Sonia Gil (born 24 September 1981) is an entrepreneur and travel vlogger. She is the co-founder of the digital language learning platform Fluenz, where she leads the creation of all learning content. She is also the host and co-creator of Sonia's Travels, which airs weekly on YouTube and Yahoo Screen. She also stars in the Ulive travel series Almost Free. She is the winner of the 2012 People's Voice Webby Award for Best Web Personality, and the 2014 People's Voice Webby Award for Best "DIY-How to" online show for her How to Travel series.

==Early life and education==
Sonia Gil was born in Venezuela, in a multilingual family. She grew up in Caracas and Boca Raton, Florida, and attended Cornell University, where she studied plant genetics.

==Career==
During the first few years of college, Gil worked on an Internet start-up. The portal loquesea.com was online from 1997 to 2002, and was known as a very early social network for young people.
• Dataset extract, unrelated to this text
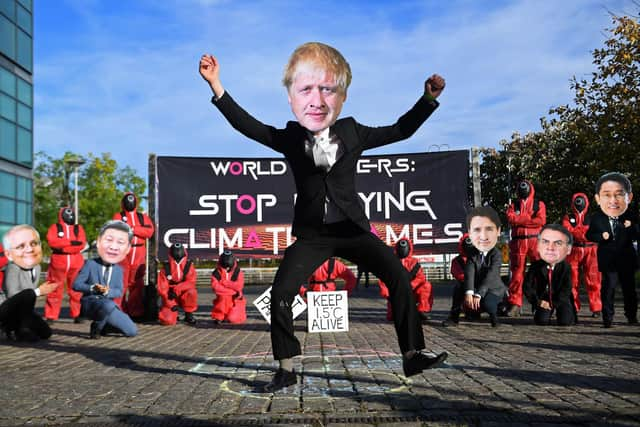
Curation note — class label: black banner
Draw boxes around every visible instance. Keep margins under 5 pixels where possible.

The company "became the largest network of sites for youths in Latin America", and at some point had "19 sites running in 4 languages".

According to Joshua Cohen, Gil started the vlog Sonia's Travels after she began traveling extensively for her work with Fluenz, which "make the costs of producing Sonia's Travels marginal instead of prohibitive". She partnered with Mariana Hellmund, an award-winning filmmaker with an extensive career, and together they developed the visual style that characterizes the web series.

Another one of her projects, the non-profit Fluenz.org, distributes free English language programs for people in need.

Gil also has her own video series, Almost Free, on Scripps Network's Ulive.com.

In the spring of 2016, she became a co-founder and investor at Nuverz.